WTO Overturns India’s Restrictions on U.S. Poultry Imports
The World Trade Organization (WTO) Appellate Body has agreed with a previous panel report, handing the U.S a major victory in a dispute challenging India’s ban on poultry products and other various U.S. agricultural exports.
The original report found that India’s ban on products such as poultry meat, eggs, and live pigs was maintained to protect India against avian influenza.
The WTO panel and Appellate Body agreed with U.S. claims that India’s ban “is not based on international standards or a risk assessment” and the country “discriminates against U.S. products in favor of Indian products.”
It also found that India’s measures “are more trade restrictive than necessary because it is safe to import U.S. products meeting international standards, and India’s restrictions are not adapted to the characteristics of U.S. exporting regions.”

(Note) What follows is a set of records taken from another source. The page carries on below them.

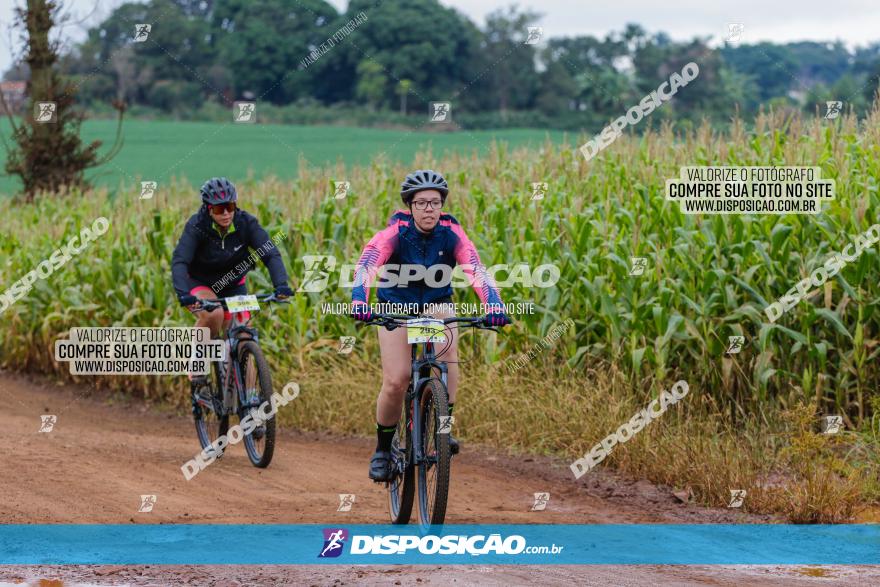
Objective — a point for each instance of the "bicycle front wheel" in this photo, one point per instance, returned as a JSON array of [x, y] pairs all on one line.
[[259, 444], [434, 467]]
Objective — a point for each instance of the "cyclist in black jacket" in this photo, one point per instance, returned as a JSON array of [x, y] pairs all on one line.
[[213, 256]]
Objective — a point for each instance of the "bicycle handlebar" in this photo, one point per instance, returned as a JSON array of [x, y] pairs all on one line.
[[209, 305], [392, 321]]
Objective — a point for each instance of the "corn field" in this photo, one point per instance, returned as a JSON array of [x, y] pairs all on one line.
[[707, 277]]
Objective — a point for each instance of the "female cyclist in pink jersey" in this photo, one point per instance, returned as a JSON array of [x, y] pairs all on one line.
[[420, 236]]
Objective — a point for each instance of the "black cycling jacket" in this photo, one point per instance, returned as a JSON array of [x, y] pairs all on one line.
[[202, 255]]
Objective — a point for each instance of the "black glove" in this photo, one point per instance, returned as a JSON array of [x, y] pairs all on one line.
[[188, 300]]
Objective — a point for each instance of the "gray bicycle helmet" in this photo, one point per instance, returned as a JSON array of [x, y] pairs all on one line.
[[423, 179], [218, 190]]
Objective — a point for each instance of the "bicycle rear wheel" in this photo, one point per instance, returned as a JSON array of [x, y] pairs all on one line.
[[435, 465], [208, 411], [259, 444], [401, 489]]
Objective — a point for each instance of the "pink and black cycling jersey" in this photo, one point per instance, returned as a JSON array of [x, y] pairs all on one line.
[[400, 243]]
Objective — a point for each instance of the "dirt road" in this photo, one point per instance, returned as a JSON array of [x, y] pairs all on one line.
[[103, 453]]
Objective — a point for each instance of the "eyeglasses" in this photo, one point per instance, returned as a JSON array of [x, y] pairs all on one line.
[[221, 208], [423, 204]]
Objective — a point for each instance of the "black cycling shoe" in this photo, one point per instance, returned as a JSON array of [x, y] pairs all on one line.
[[380, 466], [453, 445], [196, 385]]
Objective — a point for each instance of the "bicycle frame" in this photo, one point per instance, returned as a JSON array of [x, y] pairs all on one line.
[[234, 376], [423, 362], [230, 370]]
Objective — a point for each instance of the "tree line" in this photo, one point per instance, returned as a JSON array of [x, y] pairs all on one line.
[[204, 54]]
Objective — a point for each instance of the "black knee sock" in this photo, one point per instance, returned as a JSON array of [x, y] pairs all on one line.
[[384, 436]]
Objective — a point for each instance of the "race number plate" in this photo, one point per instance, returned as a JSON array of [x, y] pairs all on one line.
[[242, 304], [425, 330]]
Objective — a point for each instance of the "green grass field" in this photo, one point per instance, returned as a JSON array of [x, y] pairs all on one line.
[[194, 151]]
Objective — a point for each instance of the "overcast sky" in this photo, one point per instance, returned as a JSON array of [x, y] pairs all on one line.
[[855, 22]]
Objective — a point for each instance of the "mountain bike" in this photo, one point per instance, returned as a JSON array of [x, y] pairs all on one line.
[[421, 441], [239, 384]]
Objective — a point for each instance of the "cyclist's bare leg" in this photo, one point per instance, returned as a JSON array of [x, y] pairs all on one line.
[[396, 365]]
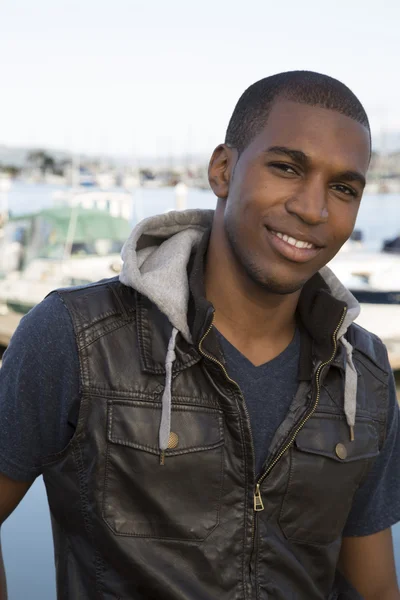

U.S. Trade Representative Michael Froman released a statement saying, “This victory will help address barriers to the Indian market for U.S. farmers, including those in the U.S. poultry industry in particular, and also signals to other WTO members that they must ensure that any avian influenza restrictions they impose are grounded in science, such as by taking into account the limited geographic impact from outbreaks, and are not simply a disguise for protectionism.”
For nearly eight years, the Indian government had said that restrictions on imports of various U.S. agricultural products, including poultry meat, eggs, and live pigs, were in place to prevent the entry of avian influenza into the country – a charge vehemently denied by the U.S.
India’s Restrictions “Are Not Based on International Standards”
The WTO panel found that India’s restrictions on U.S. agricultural imports “are not based on international standards or a risk assessment that takes into account available scientific evidence and arbitrarily discriminate against U.S. products because India blocks imports while not similarly blocking domestic products.”
It also ruled that India’s restrictions “are more trade restrictive than necessary since [the country] could reasonably adopt international standards for the control of avian influenza instead of imposing an import ban; and fail to recognize the concept of disease-free areas and are not adapted to the characteristics of the areas from which products originate and to which they are destined.”
The U.S. Department of Agriculture estimates that U.S. exports to India of poultry alone could exceed $300 million a year once India’s restrictions are removed – “and are likely to grow substantially in the future as India’s demand for high-quality protein increases.”
According to the agency, the U.S. exports 20 percent of its poultry and that U.S. exports to over 136 countries in 2014 of poultry meat, and eggs were worth $6.5 billion.